Corrosion behaviour of Mg-alloy WE43 processed by PBF-LB

Hanna Nilsson Åhman^1,2, Pelle Mellin¹, Cecilia Persson²

¹Swerim AB, ²Uppsala University

Additive manufacturing has proved to be a useful tool in the production of orthopaedic implants, with optimized structures for tailored biological and mechanical properties. Mg-alloys, in particular, have gained considerable attention in the field, due to their biocompatibility and biodegradability. A major limitation with many Mg-alloys is their excessive corrosion rate. However, improved material properties through alloy and process development allowed for the first Mg-alloy implant to be launched in 2013, consisting in a bone fixation device produced from an extruded Mg-alloy WE43 (Mg-4%Y-3%RE (rare earth metals)). 
The number of studies investigating the corrosion properties of Mg-alloy WE43 processed by Powder Bed Fusion- Laser Beam (PBF-LB) remains limited. Thus, to gain a greater understanding of the relationship between the process parameters, microstructure and material properties, the aim of this study was to investigate the microstructure of a WE43-alloy processed by PBF-LB and subsequently Hot Isostatically Pressed (HIPed), and relate it to corrosion properties.
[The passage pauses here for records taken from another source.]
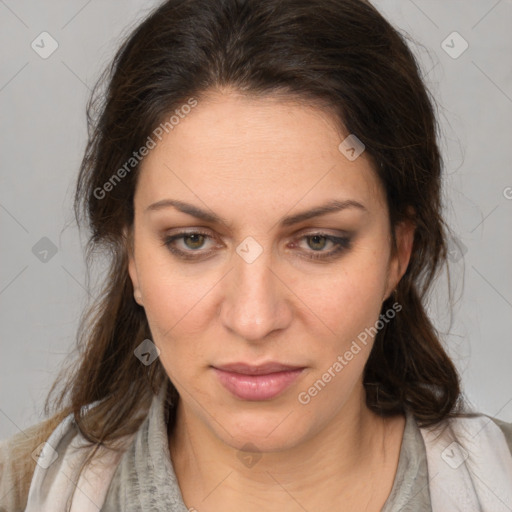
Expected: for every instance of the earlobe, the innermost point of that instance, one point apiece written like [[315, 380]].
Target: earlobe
[[404, 236], [132, 269]]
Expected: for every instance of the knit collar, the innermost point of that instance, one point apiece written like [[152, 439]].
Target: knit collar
[[145, 478]]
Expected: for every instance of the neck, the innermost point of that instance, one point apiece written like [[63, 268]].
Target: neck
[[335, 462]]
The results were compared with an extruded WE43-alloy. 
The as-built material had a density of >99%, and a fully dense material (>99.9%) was obtained after HIPing. The individual melt pools were clearly visible in the as-printed material, a structure that was partially conserved after HIPing. Secondary phases included 
Mg-RE intermetallics and oxides. The size and distribution of the intermetallics changed notably after HIPing, while the oxides remained largely unchanged. Furthermore, the corrosion resistance was slightly improved after HIPing, but remained lower than the reference. This is due to the distribution of REs and oxides. The distribution of REs is known to affect corrosion behaviour by influencing electrochemical properties of the phases. The effect of the oxides have not previously been established, but their high volta potential suggest they have a detrimental effect on corrosion behaviour.  

Future studies should include further alloy- and processdevelopment to improve corrosion behaviour.